Oblivion Remastered Is an Impressive Remaster with Dire Performance Problems, Says Digital Foundry

Alessio Palumbo
Oblivion Remastered

In our review of The Elder Scrolls IV: Oblivion Remastered, after largely praising the visuals and gameplay changes made by Virtuos, reviewer Francesco De Meo also noted that the performance was highly problematic:

The game runs pretty well in closed-off environments, but the performance leaves a lot to be desired in the open world. In two different benchmarking sessions, held in the sewers during The Path of Dawn quest to meet with the Sponsor to obtain the Mythic Dawn Commentaries 4 book, at 4K resolution, NVIDIA DLSS in Quality Mode, Frame Generation Hardware Lumen and every setting at high, the game ran at an average of 141 FPS, 24 1% low, with minimal stuttering that did not impact the experience a lot.
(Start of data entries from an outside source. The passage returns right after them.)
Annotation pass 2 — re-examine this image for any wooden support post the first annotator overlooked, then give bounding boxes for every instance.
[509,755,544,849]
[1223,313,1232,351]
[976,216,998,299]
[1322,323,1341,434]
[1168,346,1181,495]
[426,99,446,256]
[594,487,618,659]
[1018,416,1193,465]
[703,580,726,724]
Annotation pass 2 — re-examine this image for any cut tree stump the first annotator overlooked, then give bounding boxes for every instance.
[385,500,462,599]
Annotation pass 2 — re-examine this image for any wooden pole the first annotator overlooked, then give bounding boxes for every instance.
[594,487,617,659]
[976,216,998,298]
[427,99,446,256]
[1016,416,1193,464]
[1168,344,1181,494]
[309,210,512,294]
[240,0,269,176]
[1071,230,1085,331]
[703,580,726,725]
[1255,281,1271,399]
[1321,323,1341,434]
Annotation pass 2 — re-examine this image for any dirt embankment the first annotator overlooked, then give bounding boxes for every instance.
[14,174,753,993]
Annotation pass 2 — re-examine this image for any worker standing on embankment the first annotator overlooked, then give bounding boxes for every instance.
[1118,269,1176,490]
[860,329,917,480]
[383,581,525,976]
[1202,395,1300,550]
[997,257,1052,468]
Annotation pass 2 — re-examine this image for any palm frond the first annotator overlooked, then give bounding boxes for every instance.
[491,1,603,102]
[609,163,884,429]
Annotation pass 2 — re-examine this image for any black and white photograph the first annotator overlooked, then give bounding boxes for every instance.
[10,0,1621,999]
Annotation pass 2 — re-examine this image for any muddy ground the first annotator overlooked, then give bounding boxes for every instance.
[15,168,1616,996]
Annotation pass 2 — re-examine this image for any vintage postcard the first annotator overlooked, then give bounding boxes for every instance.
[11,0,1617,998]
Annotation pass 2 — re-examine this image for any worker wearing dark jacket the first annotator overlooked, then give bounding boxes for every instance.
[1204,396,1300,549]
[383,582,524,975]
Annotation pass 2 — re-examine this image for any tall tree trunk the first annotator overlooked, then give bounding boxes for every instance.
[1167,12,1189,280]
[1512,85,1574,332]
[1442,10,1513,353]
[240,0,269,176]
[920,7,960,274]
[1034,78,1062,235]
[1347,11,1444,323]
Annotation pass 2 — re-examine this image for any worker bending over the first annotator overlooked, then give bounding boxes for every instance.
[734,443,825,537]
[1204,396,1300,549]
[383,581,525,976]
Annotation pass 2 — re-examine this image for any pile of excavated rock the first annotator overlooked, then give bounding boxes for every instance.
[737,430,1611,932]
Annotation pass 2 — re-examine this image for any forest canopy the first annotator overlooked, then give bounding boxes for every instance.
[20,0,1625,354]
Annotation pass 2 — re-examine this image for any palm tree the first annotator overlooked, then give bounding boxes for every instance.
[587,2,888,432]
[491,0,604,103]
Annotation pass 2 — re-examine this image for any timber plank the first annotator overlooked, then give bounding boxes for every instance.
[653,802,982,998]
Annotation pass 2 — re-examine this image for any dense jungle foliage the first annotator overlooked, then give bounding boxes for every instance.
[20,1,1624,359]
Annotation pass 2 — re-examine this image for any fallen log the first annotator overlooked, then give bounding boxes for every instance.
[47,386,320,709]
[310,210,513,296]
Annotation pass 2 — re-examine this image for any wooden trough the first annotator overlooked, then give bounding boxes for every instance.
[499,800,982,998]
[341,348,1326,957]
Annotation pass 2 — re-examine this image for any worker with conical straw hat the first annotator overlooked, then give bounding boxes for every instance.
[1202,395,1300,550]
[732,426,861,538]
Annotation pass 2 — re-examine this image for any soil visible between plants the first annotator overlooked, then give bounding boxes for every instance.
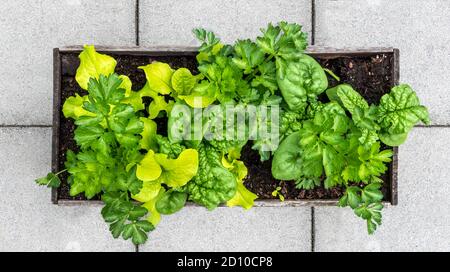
[57,52,394,201]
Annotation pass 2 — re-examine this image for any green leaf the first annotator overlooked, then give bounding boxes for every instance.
[271,131,302,180]
[62,94,95,120]
[256,22,307,58]
[356,143,393,181]
[361,183,384,203]
[139,117,158,150]
[128,206,148,221]
[74,125,104,147]
[171,68,197,95]
[136,150,162,182]
[148,94,174,119]
[75,45,116,90]
[339,186,362,209]
[295,178,320,190]
[232,39,265,74]
[226,182,258,209]
[139,62,174,95]
[251,61,278,93]
[332,84,368,113]
[101,193,154,245]
[193,28,220,53]
[35,172,61,188]
[154,149,199,188]
[155,190,187,215]
[88,73,126,105]
[185,143,237,210]
[379,132,408,146]
[378,84,430,145]
[179,80,217,108]
[276,54,328,111]
[328,84,379,131]
[354,202,383,234]
[122,223,149,245]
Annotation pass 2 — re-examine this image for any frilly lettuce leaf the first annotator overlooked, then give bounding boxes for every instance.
[139,62,174,95]
[75,45,116,90]
[154,149,199,188]
[132,181,161,203]
[223,156,257,210]
[178,80,217,108]
[141,187,165,226]
[139,117,158,151]
[171,68,198,95]
[136,150,162,182]
[119,75,144,111]
[62,94,95,119]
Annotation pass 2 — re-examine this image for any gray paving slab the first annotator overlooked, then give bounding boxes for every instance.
[140,206,311,252]
[0,128,134,251]
[0,0,136,126]
[314,127,450,251]
[140,0,312,46]
[315,0,450,125]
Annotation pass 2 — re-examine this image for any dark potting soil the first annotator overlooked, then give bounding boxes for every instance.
[57,52,394,201]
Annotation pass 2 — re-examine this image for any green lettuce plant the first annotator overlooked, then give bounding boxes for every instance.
[36,22,429,245]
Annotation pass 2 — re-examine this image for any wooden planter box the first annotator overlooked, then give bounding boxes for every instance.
[51,46,399,206]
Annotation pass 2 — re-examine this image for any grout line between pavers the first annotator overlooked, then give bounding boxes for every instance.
[311,0,315,45]
[310,0,316,253]
[311,207,315,252]
[135,0,140,46]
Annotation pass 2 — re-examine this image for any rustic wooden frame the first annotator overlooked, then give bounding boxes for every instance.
[52,46,399,206]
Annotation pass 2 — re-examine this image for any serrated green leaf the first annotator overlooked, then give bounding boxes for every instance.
[35,172,61,188]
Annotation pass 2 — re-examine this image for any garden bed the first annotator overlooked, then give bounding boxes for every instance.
[52,46,399,206]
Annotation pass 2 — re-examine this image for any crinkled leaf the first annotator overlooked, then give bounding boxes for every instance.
[155,190,187,214]
[378,84,430,145]
[185,144,237,210]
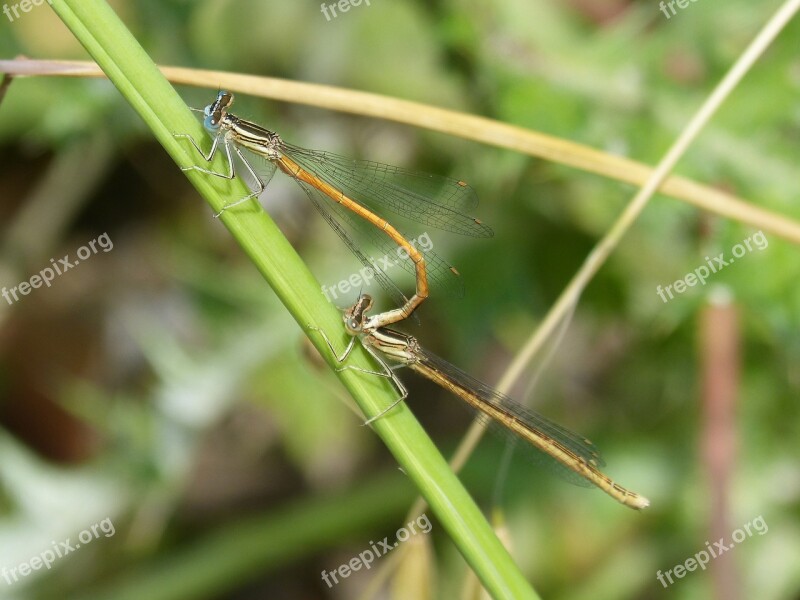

Related Story Oblivion Remastered Registered Over 9 Million Players, Says Bethesda

In the open world, however, things are quite different, as the game ran at an average of 107 FPS, 15 1% low with frequent stuttering. My system (i7-13700F, RTX 4080, 32 GB RAM) should be more than capable of handling Oblivion Remastered well, at least based on the system requirements, so it's clear that more work is needed on the optimization front.

I experienced the same even on my more powerful rig (Ryzen 7 9800X3D, RTX 5090). While the game runs smoothly in closed off areas, open areas and especially the open world are close to a stutter-fest.

The folks at Digital Foundry agree, too. Their PC video report, published over the weekend, praised the remaster's visuals but cited 'dire performance problems'.

Digital Foundry's Alex Battaglia noted that history repeats itself, as constant hitches in the open world also plagued the original Oblivion. Even a lower frame rate cap to 60 FPS cannot really fix the issue. While hitches are very bad on the most powerful CPU available on the market, they're much worse on lower end CPUs. For example, the Ryzen 5 3600 exhibits 2 to 2 and a half longer hitches compared to the Ryzen 7 9800X3D in DF's testing.

The only real way to slightly improve the stuttering/hitching issue is to disable hardware-accelerated Lumen ray-traced global illumination. Unfortunately, this also brings a noticeable reduction in visual quality, especially when it comes to water reflections, ambient shadowing and lighting. Needless to say, the only real fixes can come with an official patch from Virtuos. We'll keep you updated on any such enhancements, of course.

Meanwhile, the game has already surpassed four million players.